Day 69: High Saddle to Mazama Village

The arcing hike into Crater Lake National Park was hot, dry and largely burned out, but led to a large pot of trail magic at the end. Forced to carry a full three liters of water to make the 20 mile stretch to the park entrance, I doggedly trudged along through a blackened forest, the tall husks of long-dead trees towering overhead but offering little shade. At times the high volcanic peak of Mount Thielsen reared its head above the horizon, and an unknown snow-capped mountain could be seen at one point in the far distance.

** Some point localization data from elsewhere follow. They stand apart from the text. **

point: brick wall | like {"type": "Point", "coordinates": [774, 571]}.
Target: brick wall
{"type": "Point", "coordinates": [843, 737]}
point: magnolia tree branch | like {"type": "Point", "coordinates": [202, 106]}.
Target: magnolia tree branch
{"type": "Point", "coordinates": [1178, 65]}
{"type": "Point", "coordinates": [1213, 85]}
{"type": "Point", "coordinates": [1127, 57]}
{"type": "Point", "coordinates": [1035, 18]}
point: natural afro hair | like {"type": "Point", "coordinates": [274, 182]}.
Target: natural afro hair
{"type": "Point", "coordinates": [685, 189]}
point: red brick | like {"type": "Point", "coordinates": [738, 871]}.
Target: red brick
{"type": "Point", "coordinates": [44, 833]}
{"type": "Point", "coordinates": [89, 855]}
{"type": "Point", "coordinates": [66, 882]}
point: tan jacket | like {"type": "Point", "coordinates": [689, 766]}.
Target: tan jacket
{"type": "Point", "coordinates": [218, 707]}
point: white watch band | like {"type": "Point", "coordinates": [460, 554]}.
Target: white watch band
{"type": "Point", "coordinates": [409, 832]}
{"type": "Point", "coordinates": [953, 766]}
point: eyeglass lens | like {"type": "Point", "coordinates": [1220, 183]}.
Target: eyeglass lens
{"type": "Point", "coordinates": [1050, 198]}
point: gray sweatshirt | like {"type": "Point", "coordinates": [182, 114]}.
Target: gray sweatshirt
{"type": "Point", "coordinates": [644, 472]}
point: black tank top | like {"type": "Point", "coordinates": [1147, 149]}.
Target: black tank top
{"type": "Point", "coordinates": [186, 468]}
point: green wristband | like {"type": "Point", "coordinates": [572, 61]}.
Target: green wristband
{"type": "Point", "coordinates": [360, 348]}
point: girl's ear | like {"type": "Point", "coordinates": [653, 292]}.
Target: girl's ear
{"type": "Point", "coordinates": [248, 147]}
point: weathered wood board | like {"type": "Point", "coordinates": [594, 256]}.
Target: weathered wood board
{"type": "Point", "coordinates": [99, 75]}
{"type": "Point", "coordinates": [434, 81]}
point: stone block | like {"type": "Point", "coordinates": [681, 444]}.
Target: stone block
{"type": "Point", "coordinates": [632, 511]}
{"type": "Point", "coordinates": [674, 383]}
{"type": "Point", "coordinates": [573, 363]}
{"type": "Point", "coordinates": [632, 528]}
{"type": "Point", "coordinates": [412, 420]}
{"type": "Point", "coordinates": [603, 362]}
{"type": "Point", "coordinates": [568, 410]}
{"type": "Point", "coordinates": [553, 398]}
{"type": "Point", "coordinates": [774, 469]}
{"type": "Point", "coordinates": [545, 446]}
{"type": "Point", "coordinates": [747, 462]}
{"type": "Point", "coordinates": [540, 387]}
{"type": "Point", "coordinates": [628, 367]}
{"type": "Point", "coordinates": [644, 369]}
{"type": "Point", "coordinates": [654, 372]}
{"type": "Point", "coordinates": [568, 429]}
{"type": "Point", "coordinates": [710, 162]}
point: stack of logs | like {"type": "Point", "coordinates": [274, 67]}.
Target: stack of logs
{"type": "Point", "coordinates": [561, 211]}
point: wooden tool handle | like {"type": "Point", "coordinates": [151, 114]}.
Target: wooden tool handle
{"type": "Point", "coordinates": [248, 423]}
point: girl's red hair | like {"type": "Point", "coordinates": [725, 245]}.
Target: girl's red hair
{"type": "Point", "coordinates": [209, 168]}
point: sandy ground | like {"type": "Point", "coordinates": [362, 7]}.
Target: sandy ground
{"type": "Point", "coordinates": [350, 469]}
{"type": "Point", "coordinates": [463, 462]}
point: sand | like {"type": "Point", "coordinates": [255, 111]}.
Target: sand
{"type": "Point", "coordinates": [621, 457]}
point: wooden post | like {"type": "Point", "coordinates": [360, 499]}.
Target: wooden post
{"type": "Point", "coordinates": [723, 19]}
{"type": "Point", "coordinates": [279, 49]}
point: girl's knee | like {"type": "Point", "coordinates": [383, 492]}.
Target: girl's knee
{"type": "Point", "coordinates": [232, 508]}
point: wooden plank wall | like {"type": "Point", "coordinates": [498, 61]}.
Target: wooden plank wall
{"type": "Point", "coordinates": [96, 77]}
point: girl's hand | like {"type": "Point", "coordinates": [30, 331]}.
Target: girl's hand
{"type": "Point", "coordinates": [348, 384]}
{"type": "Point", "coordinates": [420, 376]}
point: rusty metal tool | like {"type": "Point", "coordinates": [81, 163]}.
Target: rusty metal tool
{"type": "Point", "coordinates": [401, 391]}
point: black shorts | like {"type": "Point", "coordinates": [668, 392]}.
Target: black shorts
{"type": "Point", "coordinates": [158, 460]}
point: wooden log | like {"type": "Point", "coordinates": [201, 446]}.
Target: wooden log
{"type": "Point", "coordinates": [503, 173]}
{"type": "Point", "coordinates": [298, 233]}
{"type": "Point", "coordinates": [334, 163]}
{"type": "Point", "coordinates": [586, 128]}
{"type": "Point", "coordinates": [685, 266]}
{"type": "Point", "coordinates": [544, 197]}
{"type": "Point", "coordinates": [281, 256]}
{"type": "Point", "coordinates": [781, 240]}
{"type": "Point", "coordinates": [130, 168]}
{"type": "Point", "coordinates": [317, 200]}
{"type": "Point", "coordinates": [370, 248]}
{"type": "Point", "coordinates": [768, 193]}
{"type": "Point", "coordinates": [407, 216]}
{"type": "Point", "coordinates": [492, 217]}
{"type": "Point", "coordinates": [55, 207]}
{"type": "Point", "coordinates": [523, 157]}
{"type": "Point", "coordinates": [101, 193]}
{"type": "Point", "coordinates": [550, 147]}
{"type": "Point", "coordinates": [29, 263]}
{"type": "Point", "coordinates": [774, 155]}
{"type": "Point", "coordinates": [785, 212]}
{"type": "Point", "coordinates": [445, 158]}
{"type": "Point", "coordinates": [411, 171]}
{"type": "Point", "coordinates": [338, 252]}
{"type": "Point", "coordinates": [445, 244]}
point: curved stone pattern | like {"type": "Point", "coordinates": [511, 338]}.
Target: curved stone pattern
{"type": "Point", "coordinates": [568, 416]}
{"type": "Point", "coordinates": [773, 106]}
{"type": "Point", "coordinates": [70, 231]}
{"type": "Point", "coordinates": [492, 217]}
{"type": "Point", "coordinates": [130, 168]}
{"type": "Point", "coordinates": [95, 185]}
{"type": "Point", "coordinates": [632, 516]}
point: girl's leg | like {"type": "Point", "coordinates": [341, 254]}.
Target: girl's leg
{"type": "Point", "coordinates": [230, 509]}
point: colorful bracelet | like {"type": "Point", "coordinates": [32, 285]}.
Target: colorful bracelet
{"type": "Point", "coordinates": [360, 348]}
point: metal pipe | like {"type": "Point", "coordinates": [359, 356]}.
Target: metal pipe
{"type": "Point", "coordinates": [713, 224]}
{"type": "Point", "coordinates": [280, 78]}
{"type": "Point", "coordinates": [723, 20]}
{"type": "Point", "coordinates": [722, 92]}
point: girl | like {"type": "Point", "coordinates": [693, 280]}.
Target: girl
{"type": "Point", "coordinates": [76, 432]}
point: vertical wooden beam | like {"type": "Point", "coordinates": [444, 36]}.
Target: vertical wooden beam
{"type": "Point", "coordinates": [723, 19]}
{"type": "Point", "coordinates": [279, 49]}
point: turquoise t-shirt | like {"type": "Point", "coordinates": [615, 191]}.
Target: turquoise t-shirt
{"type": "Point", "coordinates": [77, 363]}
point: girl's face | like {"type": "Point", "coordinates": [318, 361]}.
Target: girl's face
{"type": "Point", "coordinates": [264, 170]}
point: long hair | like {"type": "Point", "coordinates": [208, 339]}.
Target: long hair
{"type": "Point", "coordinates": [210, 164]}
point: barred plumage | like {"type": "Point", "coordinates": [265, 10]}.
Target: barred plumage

I felt relieved when finally I reached the low wooden sign demarcating the border of the park. A short walk down the road led to Mazama Village, the main visitor area complete with campground, small store and most importantly, a restaurant to which I immediately beelined. Extremely thirsty, I gulped down a full 20 ounce soda and refilled my cup twice before my large pizza arrived. While gracelessly shoving whole slices of gooey cheese into my mouth at a table outside, a man sitting a few tables down approached and asked if I was hiking the PCT. I told him about my journey and learned his name was Roger and he was on a roadtrip with his wife. When I finished eating he generously offered to donate some supplies for my trip, including two dehydrated Mountain House meals and a tall Coors beer. I thanked him profusely and we parted ways, wishing one another well as I walked toward the designated thru-hiker campsite reflecting on the kindness of strangers.